Les brigades d’universitaires que la Macronie vient d’enrégimenter dans l’illusion de retourner la jeunesse africaine et de la détourner de son destin ne risquent donc de prospérer que le temps d’un atterrissage intempestif, à défaut d’un irrattrapable crash géopolitique. Cet équipage de racolage intellectuel ne devra cependant s’en prendre qu’à lui-même : pour avoir quelques saisons de retard, son équipée intéressée devra gérer d’importantes zones de turbulences.
Mais il se raconte que ces escadrons en croisade, véritables mercenaires intellectuels, ont déjà perçu de quoi s’offrir des parachutes. En Afrique, le pouvoir d’Etat de ces dernières décennies a vécu de jouissance, contre tout esprit de service. Voici que le pouvoir intellectuel s’est laissé appâter par la même jouissance, aux dépens de la mise sur orbite des rêves de l’Afrique.
L’exercice à réussir consiste à se poser des questions difficiles, en affûtant les intelligences du continent au lieu de les émousser, pour la recherche endogène de solutions endogènes. Sortir de l’indigénat pluriel dont l’Afrique a souffert par l’endogénie : le moment est venu d’expliquer l’Afrique par l’Afrique . C’est dire à quel point nous sommes en demeure de choisir la nature et la forme du pouvoir dont l’Afrique a besoin pour transformer son futur en avenir.
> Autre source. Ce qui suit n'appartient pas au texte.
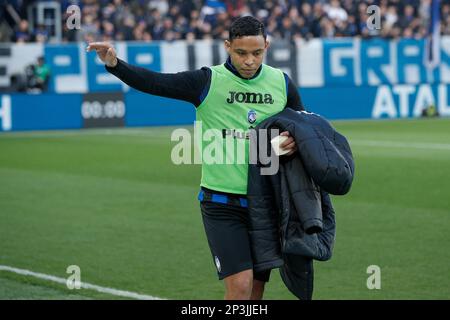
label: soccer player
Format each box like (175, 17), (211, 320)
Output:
(87, 16), (303, 299)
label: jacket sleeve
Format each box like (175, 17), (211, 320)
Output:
(295, 112), (355, 195)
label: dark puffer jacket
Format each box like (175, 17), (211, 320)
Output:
(247, 108), (354, 299)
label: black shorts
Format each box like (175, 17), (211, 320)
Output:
(200, 196), (270, 282)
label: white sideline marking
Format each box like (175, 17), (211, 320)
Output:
(0, 265), (164, 300)
(350, 139), (450, 150)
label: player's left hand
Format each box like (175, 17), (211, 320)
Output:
(280, 131), (297, 156)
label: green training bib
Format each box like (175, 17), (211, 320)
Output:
(196, 64), (287, 194)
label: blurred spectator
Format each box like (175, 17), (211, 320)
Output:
(34, 57), (50, 92)
(11, 57), (51, 92)
(3, 0), (450, 42)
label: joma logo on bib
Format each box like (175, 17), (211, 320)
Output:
(227, 91), (274, 104)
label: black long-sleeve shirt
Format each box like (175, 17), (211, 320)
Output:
(105, 58), (304, 111)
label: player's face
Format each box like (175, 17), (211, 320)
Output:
(225, 36), (269, 79)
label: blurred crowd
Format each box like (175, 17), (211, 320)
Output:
(0, 0), (450, 42)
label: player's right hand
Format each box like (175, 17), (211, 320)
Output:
(86, 42), (117, 67)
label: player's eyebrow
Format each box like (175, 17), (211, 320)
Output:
(234, 48), (263, 53)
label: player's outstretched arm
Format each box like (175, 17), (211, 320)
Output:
(86, 42), (117, 68)
(86, 42), (211, 106)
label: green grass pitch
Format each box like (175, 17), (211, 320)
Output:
(0, 119), (450, 299)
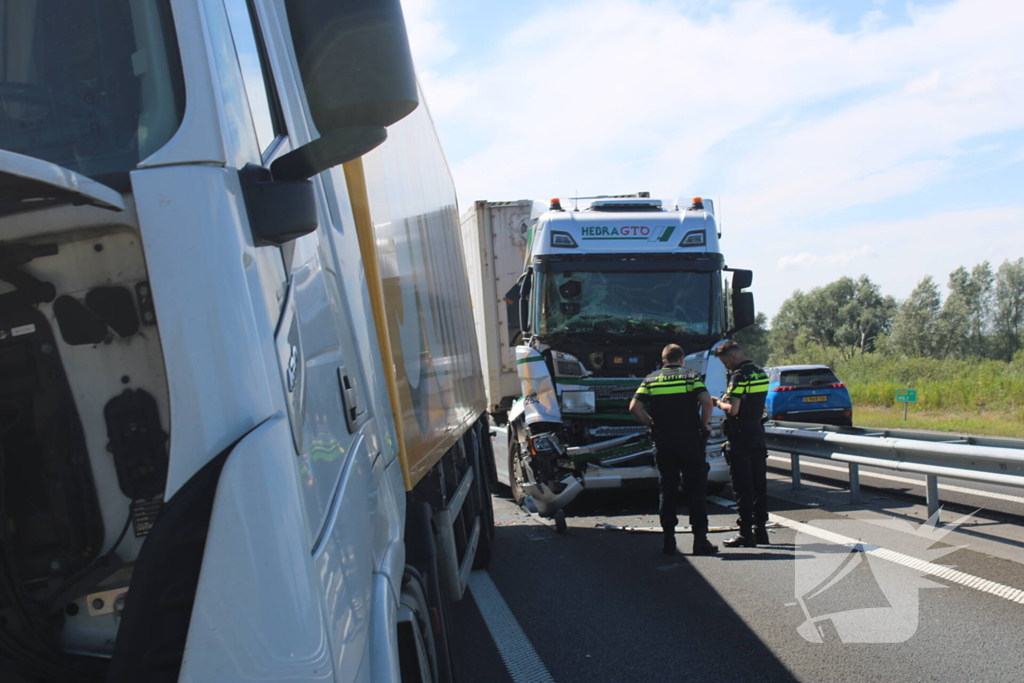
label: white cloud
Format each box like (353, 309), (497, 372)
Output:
(401, 0), (458, 72)
(749, 206), (1024, 316)
(775, 245), (874, 270)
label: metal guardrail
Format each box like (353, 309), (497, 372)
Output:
(765, 422), (1024, 517)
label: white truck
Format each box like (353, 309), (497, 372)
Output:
(0, 0), (494, 683)
(462, 193), (754, 521)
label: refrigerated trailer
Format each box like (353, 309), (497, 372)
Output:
(0, 0), (494, 683)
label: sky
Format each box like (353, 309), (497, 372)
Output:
(402, 0), (1024, 319)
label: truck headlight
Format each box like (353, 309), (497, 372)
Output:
(562, 391), (597, 413)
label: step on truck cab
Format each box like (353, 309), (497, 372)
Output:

Que ce pouvoir soit d’Etat ou d’Intellect, ce choix se fera entre un pouvoir d’exercice - pour l’éclairage multisectoriel, le récurage des écuries administratives par la crevaison des vessies coloniales, et un pouvoir de jouissance qui aura excellé à maintenir l’Afrique dans les antichambres obscures de la lubricité managériale.